Benchmark ParallelStencil & ImplicitGlobalGrid performance on cluster

I am trying to use `ParallelStencil` with `ImplicitGlobalGrid` in order to run in parallel using multithreading as well. I have a working code solving the wave equation and I would like to measure the performance of the code, if it scales etc.

I know there are tools like HPCToolkit, but I haven’t seen any mention of the julia lang there.

Which tool would you suggest to benchmark my code and check performance?

PS: I am running on a cluster with Slurm

1 Like

Hello @svretina As usual I ask can you give us a little background on the work you are doing with Julia.
Will the wallclock time not be sufficient for the scaling parts of your study?

I am currently implementing the wave equation in 3D on a cartesian grid.
My main project involves solving the wave equation but for every grid point I need to perform a 3D quadrature with say at least `11^3` points.

This scales as `5*Ng^3*Nq^3`, where Ng are the grid points per direction and Nq are the quadrature points per direction, and 5 is the number of variables in my state vector. I have implemented threading and I run my code on 80 threads (40 physical threads) and the code is very slow, so I want to further use MPI parallelization to speed up my code. To do so, I just started with the plain wave equation.

edit: my rhs function is non-allocating and I have exhausted what can be sped up currently (up to my knowledge).

edit2: I use finite differences (2nd order) for my derivatives, and I have some conditionals to choose the stencil accordingly, same for boundary conditions.

Hi @svretina . Solving the wave equation in 3D FDTD seems to be an ideal candidate for GPU acceleration (especially if you already written up your application using ParallelStencil and ImplicitGlobalGrid). Now, performance assessment may be different for CPU and GPU and I am mostly familiar with GPU profiling (there you could use Nsight suite from Nvidia…).

3D Waves FDTD make you certainly memory bounded. In this case, I would check you achieve good memcpy values with your implementation (not performing any stencil operation or neighbouring cell access), and then incrementally adding back physics. This would allow you to spot the major bottleneck(s). You could try to assess the effective memory throughput in a similar fashion as proposed here.

Note that using hyper threads (80 on 40 physical cores) may often result in less optimal performance. Also, note that ParallelStencil’s `threads` backend is not as optimised as the GPU backends, and we currently don’t implement communication/computation overlap features when combined to ImplicitGlobalGrid for CPU execution.

my main project involves a 3D quadrature for every grid cell. Would that be suitable for a GPU ? At the moment my code has performance issues and memory bounded is not the issue yet.

With `ParallelStencil.jl` even if I put 80 threads, I see the machine running only on the odd threads, so ~40.

What do you mean by that? Is hybrid parallelization not possible for CPU?

The cluster has GPUs but to be honest, I am a bit afraid to go into the GPU realm.

Hi @svretina - seems there are possibly several challenges to be resolved.

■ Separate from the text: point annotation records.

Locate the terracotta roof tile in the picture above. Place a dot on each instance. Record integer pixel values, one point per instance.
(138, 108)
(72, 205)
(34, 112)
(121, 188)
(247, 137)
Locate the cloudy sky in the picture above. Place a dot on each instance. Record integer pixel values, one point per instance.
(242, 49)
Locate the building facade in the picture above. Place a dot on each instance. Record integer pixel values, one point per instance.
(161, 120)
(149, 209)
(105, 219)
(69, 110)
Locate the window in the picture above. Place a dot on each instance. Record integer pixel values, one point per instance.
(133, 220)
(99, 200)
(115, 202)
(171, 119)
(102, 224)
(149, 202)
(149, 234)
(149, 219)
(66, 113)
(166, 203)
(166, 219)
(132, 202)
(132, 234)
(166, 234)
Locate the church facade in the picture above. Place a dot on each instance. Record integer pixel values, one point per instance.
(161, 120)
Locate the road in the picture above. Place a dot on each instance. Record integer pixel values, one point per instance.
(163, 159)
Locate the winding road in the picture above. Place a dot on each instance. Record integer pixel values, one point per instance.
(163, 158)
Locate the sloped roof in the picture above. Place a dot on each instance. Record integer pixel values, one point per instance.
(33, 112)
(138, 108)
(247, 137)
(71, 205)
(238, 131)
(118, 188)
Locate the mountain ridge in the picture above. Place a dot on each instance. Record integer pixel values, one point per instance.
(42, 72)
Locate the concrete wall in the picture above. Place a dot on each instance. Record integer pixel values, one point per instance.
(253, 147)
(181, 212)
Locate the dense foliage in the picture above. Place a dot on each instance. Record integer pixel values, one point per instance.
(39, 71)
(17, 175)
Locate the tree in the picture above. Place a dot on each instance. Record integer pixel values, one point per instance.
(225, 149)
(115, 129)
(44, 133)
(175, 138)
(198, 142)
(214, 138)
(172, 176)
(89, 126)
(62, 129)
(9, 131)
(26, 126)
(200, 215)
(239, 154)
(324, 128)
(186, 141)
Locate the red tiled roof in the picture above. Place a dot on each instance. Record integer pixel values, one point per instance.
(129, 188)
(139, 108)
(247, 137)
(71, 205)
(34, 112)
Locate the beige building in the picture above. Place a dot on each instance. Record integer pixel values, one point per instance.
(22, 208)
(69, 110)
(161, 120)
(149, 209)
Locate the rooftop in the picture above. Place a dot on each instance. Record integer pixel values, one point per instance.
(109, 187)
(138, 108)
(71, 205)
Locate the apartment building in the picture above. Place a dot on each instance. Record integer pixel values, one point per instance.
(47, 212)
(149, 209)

For the performance issue, it would be interesting to nail them down. I am not familiar with “3D quadrature”. Taking this out, your FDTD wave equations is most likely memory bound. So one of the first optimisation would be to avoid relying on too many temporary fields and make sure no allocations occur within your time or iteration loop.

The `threads` issue, most likely hyper threading is deactivated on the server.

Is hybrid parallelization not possible for CPU?

What do you mean by hybrid parallelisation? I am referring to the fact that on the GPU, there is the possibility to overlap MPI communication with physics computation in order to “hide” the time spent in updating halo for the distributed memory parallelisation.

As suggested by @johnh , it may be easier to provide further help if you could share a MWE or point to your implementation workflow.

Here: GitHub - svretina/ScalarWave3D.jl you can find my implementation of the 3D wave equation. Note that I have not put in the 3D quadrature step inside my RHS function. This repo is my attempt to use `ParallelStencil.jl` and `ImplicitGlobalGrid.jl`.

My RHS function is non allocating.

By 3D quadrature I mean that I have to calculate a 3D integral for every grid point. This is because I need to project a function onto some basis functions, and this needs to happen at each timestep for every grid point.

By hybrid parallelization I meant to use both MPI and threading for the CPU. I didn’t understand what you meant by overlap, because I am not so experienced with HPC terminology.

If the 3D integral at each timestep is not a dealbreaker for the GPU, then I would be happy to explore this further.

Combining MPI and multi-threading works, but is only useful if you are parallelizing across multiple machines. On a single machine you generally just want to use multi-threading.

hi @Oscar_Smith ,
yes the cluster I have access has multiple nodes to run.